Peroxisomal fatty acyl-coa oxidase gene disruption causes defective peroxisome assembly in hepatocytes with severe microvesicular steatosis, cell death and hepatocellular proliferation in mouse liver

Peroxisomal genetic disorders such as Zellweger syndrome, are characterized by defects in one or more enzymes involved in the peroxisomal β-oxidation of very long chain fatty acids and are associated with defective peroxisomal biogenesis.
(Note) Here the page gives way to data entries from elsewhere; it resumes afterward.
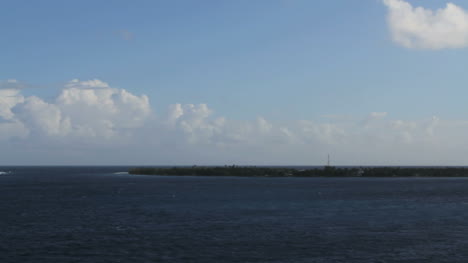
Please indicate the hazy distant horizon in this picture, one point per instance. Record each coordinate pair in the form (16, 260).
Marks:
(214, 82)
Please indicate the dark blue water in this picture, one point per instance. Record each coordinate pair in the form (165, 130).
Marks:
(93, 215)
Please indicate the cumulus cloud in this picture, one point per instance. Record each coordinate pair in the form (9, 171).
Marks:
(422, 28)
(90, 122)
(83, 109)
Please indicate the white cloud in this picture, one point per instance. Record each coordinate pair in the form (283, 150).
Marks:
(89, 122)
(421, 28)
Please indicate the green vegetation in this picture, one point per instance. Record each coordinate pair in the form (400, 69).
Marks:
(328, 171)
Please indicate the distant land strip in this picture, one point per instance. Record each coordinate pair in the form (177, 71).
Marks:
(327, 171)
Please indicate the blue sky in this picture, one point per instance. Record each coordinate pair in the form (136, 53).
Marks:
(282, 61)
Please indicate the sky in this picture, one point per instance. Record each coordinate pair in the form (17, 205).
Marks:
(264, 82)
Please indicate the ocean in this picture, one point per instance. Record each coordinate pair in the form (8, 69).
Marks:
(102, 214)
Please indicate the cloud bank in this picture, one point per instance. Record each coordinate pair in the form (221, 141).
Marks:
(89, 122)
(421, 28)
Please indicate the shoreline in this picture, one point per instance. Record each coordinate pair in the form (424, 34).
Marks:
(327, 171)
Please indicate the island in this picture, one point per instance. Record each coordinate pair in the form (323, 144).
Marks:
(327, 171)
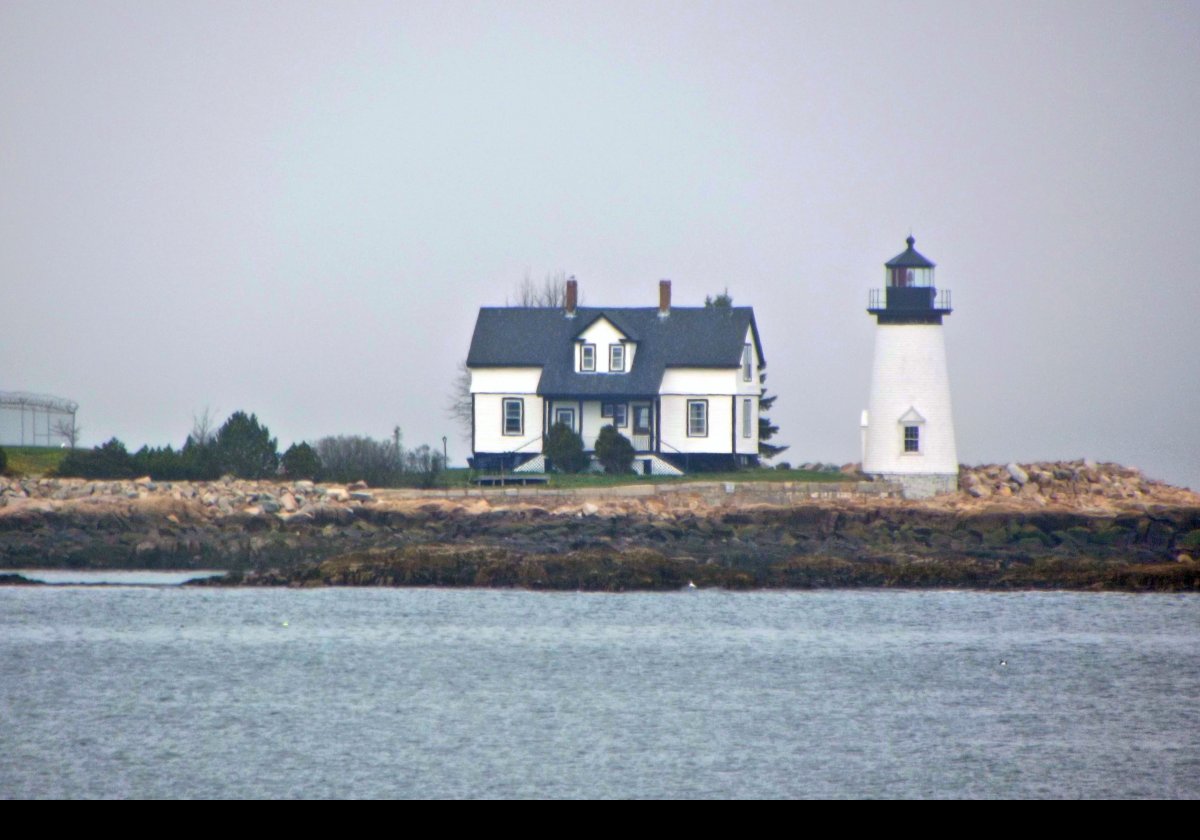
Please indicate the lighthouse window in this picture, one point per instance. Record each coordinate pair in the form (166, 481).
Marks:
(912, 438)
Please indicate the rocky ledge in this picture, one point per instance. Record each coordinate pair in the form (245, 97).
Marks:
(1066, 525)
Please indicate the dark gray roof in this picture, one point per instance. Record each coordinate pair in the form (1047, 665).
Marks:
(545, 337)
(910, 258)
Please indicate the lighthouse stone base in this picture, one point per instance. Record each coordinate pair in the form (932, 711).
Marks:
(921, 485)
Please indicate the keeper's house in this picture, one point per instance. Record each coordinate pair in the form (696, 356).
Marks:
(682, 384)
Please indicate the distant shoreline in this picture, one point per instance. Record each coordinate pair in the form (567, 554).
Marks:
(1116, 533)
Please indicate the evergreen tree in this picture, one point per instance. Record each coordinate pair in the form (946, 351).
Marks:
(245, 448)
(564, 449)
(301, 462)
(766, 427)
(615, 451)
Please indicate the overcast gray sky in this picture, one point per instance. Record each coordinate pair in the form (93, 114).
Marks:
(297, 209)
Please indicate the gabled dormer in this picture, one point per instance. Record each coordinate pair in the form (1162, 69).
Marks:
(601, 346)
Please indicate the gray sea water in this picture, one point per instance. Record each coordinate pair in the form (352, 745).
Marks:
(133, 691)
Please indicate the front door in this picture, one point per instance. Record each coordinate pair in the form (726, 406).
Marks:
(641, 427)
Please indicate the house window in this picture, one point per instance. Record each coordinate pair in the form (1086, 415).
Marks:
(697, 418)
(514, 417)
(616, 358)
(641, 419)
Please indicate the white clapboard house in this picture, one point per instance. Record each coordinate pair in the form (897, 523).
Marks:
(682, 383)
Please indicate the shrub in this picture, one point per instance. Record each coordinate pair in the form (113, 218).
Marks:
(615, 451)
(107, 461)
(301, 462)
(564, 449)
(423, 466)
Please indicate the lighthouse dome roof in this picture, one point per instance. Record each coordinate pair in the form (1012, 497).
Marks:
(910, 259)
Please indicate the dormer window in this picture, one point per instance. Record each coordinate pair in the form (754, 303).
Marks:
(616, 358)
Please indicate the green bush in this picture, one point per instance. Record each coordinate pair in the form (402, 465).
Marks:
(615, 451)
(301, 462)
(107, 461)
(564, 449)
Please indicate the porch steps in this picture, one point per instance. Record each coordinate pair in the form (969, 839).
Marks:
(658, 466)
(534, 465)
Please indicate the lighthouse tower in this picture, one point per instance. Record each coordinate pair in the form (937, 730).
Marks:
(907, 431)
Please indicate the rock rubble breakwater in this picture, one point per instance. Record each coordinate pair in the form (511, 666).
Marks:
(1067, 525)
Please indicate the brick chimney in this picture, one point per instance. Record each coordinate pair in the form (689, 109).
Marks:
(571, 297)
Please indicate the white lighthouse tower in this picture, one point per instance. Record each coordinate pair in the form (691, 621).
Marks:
(907, 430)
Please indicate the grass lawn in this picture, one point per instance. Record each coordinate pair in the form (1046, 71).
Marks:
(461, 478)
(34, 460)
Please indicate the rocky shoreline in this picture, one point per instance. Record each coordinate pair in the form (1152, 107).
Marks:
(1065, 525)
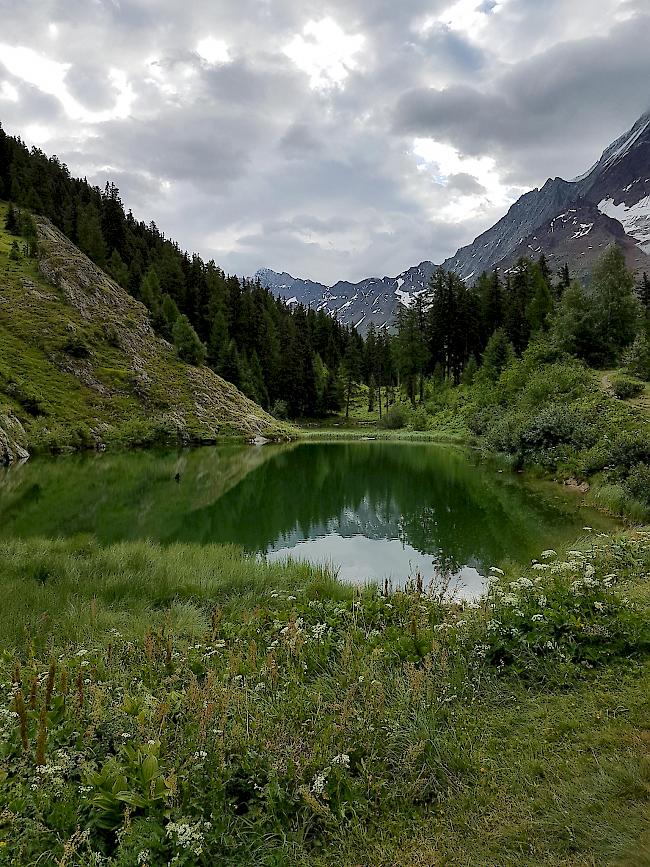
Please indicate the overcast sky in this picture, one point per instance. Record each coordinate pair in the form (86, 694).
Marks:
(335, 139)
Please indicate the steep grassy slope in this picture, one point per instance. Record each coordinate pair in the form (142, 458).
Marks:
(81, 366)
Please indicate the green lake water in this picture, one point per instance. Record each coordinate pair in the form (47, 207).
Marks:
(373, 510)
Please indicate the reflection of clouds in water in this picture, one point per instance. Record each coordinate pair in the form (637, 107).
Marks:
(361, 560)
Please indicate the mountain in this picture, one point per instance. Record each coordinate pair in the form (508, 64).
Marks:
(373, 300)
(572, 221)
(81, 366)
(569, 221)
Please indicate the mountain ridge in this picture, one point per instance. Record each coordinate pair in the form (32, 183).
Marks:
(82, 367)
(610, 203)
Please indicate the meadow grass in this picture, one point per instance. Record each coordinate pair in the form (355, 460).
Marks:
(192, 705)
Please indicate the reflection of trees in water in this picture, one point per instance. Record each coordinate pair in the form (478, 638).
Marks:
(431, 498)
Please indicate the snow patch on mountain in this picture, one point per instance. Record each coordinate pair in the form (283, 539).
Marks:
(635, 219)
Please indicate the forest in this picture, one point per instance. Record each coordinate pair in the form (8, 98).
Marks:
(301, 363)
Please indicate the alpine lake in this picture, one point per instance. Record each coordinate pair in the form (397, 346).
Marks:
(373, 511)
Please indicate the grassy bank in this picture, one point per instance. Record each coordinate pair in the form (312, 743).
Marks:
(190, 705)
(544, 412)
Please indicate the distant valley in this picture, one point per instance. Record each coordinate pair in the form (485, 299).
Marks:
(568, 221)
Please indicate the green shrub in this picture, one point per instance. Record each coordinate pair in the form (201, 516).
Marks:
(76, 346)
(419, 419)
(638, 483)
(625, 386)
(637, 357)
(396, 417)
(188, 346)
(567, 611)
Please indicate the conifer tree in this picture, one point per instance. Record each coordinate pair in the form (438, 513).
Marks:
(498, 353)
(11, 221)
(615, 305)
(187, 343)
(89, 233)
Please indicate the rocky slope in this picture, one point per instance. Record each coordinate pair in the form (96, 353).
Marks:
(373, 300)
(80, 364)
(568, 221)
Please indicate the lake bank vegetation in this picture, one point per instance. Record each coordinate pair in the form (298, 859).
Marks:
(189, 705)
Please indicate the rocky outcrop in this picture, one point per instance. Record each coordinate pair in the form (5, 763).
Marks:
(13, 439)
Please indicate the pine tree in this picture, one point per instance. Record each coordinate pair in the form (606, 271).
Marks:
(11, 221)
(616, 307)
(170, 314)
(150, 293)
(187, 343)
(117, 269)
(574, 327)
(498, 353)
(218, 341)
(644, 293)
(541, 303)
(89, 232)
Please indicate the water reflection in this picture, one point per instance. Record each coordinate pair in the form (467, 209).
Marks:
(372, 509)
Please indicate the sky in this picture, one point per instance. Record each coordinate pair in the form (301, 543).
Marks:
(337, 139)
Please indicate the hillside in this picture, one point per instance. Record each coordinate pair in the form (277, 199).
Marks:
(568, 221)
(82, 367)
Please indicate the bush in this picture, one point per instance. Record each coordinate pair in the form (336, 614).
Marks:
(625, 386)
(419, 419)
(76, 346)
(396, 417)
(568, 611)
(280, 410)
(188, 346)
(638, 483)
(637, 357)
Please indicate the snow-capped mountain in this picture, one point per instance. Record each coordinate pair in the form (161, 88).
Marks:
(373, 300)
(563, 218)
(569, 221)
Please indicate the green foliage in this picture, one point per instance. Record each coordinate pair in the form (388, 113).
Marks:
(11, 221)
(625, 386)
(419, 419)
(563, 613)
(77, 346)
(498, 353)
(187, 343)
(396, 417)
(637, 357)
(287, 719)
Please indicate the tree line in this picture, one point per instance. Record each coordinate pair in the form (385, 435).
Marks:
(298, 362)
(290, 360)
(451, 328)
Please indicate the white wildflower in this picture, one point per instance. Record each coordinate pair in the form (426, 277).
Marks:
(342, 759)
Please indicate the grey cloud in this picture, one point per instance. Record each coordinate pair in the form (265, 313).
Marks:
(322, 183)
(465, 184)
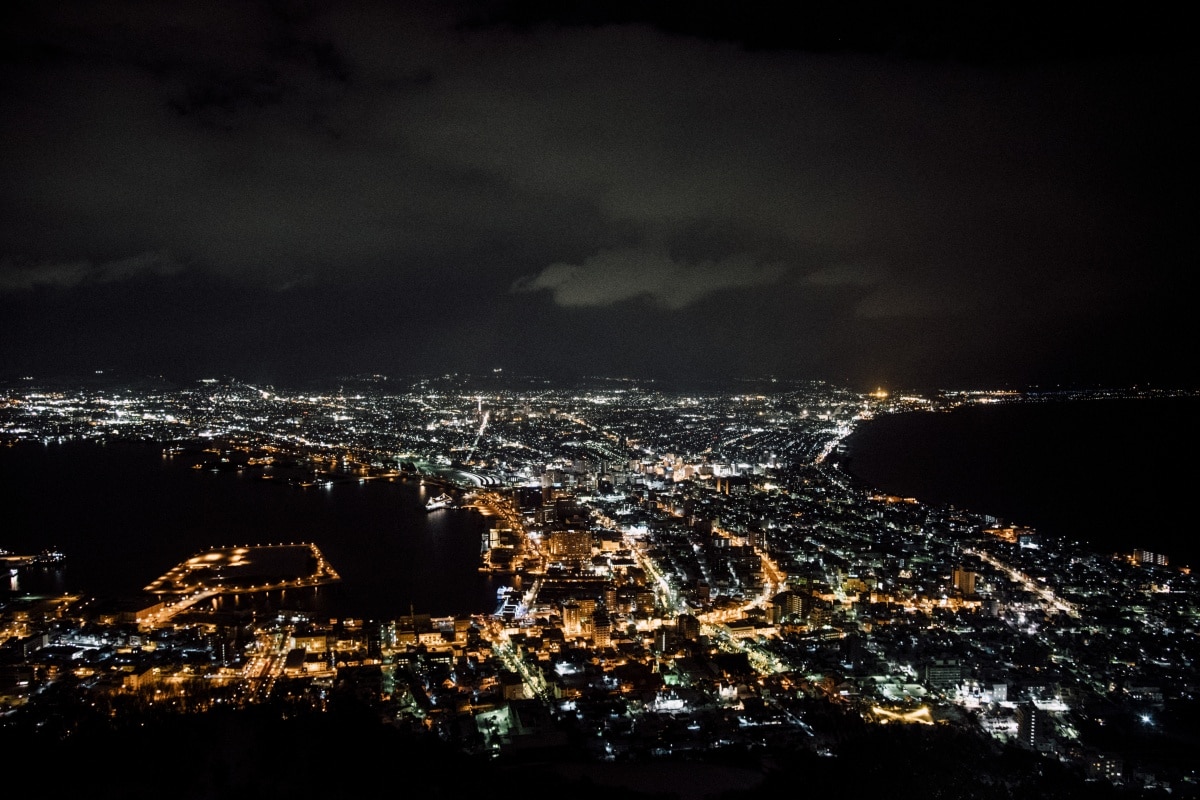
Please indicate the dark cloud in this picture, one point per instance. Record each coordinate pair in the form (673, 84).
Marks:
(875, 197)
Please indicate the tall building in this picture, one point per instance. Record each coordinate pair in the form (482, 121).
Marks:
(964, 581)
(1032, 726)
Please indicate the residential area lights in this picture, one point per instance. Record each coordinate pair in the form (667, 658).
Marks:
(685, 560)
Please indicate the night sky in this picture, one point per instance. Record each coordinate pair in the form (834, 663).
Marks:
(916, 196)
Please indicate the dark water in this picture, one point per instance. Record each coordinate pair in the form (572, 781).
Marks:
(124, 513)
(1113, 474)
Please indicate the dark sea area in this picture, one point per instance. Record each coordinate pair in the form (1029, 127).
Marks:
(124, 513)
(1110, 474)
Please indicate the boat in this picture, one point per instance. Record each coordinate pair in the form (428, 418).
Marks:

The biologic role of peroxisomal β-oxidation system has been examined in mice by disrupting fatty acyl-CoA oxidase (ACOX), the first and rate limiting enzyme of this system. Homozygous (ACOX -/-) mice are viable, but infertile, accumulate very long chain fatty acids in blood, develop severe micro vesicular fatty metamorphosis of hepatocytes, and weigh 40- 50% less than the age-matched wild-type (+/+) controls. Peroxisome assembly is markedly defective in hepatocytes with severe fatty change, resulting in the presence of few or no peroxisomes in such hepatocytes. In these hepatocytes, peroxisomal marker enzyme cataîase is localized in the cytosol and crystalloid cores containing urate oxidase are recognizable in peroxisome membrane ghosts. Few hepatocytes in 1 to 3 month old ACOX -/- mice, contain numerous peroxisomes and these peroxisome-rich hepatocytes show no fatty change. By 5 months of age, severe steatosis results in scattered cell death due to steatohepatitis, formation of lipogranulomas and focal hepatocellular proliferation. The newly emerging hepatocytes also contain abundant peroxisomes, and are resistant to fatty change. Peroxisome defective steatotic hepatocytes fail to display peroxisome proliferative response when treated with peroxisome proliferators. These observations demonstrate links among peroxisomal β-oxidation, development of severe microvesicular fatty liver, peroxisome assembly, cell death and cell proliferation in liver.